Change in spark version from 2.3 to 2.1.1


#1


Hi,
On blog, spark version is 2.3 but on ambari it is showing as 2.1.1. On 24th July there has been some update activity on the server. So have you downgraded the version? I am unable to run my application. Please help me on this.


#2

@abhinav, @sandeepgiri
Looks like the Spark version has been downgraded to 2.1.1 from 2.3. Some of my code no longer works and I believe it is due to the version change. Can you please roll it back to 2.3. Current version is almost 2 years old.

Below is the code that no longer works for me.

case class Flight(DEST_COUNTRY_NAME:String,ORIGIN_COUNTRY_NAME:String,count:BigInt)
  val flightsDF = spark.read.parquet("file:///home/amalprakash32203955/databricks/Spark-The-Definitive-Guide/data/flight-data/parquet/2010-summary.parquet")
  import spark.implicits._
  val flightsDS = flightsDF.as[Flight]

  def originSameAsDestination(row:Flight):Boolean={
    (row.DEST_COUNTRY_NAME).equals(row.ORIGIN_COUNTRY_NAME)
  }

  flightsDS.filter(row => originSameAsDestination(row)).take(1)

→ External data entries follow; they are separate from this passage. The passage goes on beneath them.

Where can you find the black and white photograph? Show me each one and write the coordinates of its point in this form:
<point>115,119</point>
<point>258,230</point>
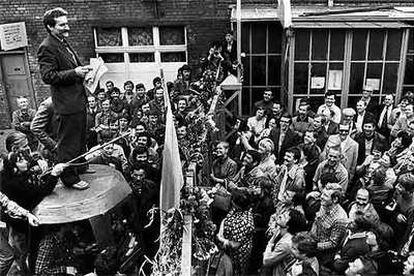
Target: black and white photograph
<point>206,137</point>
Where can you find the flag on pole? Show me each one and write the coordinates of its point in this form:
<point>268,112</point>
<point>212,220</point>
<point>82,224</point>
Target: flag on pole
<point>284,12</point>
<point>172,174</point>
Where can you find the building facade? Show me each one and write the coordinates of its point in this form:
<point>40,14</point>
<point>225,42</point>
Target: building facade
<point>339,47</point>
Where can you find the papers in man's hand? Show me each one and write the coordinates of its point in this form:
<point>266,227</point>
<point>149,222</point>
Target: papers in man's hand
<point>92,77</point>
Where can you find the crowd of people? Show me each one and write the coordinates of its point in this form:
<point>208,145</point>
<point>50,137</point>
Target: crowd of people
<point>324,191</point>
<point>134,115</point>
<point>317,191</point>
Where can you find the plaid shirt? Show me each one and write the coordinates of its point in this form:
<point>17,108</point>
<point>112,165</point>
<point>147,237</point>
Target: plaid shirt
<point>329,227</point>
<point>53,257</point>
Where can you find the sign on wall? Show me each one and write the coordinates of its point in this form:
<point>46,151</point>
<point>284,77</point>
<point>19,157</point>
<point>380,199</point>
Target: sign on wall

I’m getting the following error

scala> flightsDS.filter(row => originSameAsDestination(row)).take(1)
19/07/28 15:26:53 ERROR Executor: Exception in task 0.0 in stage 5.0 (TID 5)
java.lang.ClassCastException: $line40.$read$$iw$$iw cannot be cast to $line40.$read$$iw$$iw
        at org.apache.spark.sql.catalyst.expressions.GeneratedClass$GeneratedIterator.processNext(Unknown Source)
        at org.apache.spark.sql.execution.BufferedRowIterator.hasNext(BufferedRowIterator.java:43)
        at org.apache.spark.sql.execution.WholeStageCodegenExec$$anonfun$8$$anon$1.hasNext(WholeStageCodegenExec.scala:377)
        at org.apache.spark.sql.execution.SparkPlan$$anonfun$2.apply(SparkPlan.scala:234)
        at org.apache.spark.sql.execution.SparkPlan$$anonfun$2.apply(SparkPlan.scala:228)
        at org.apache.spark.rdd.RDD$$anonfun$mapPartitionsInternal$1$$anonfun$apply$25.apply(RDD.scala:827)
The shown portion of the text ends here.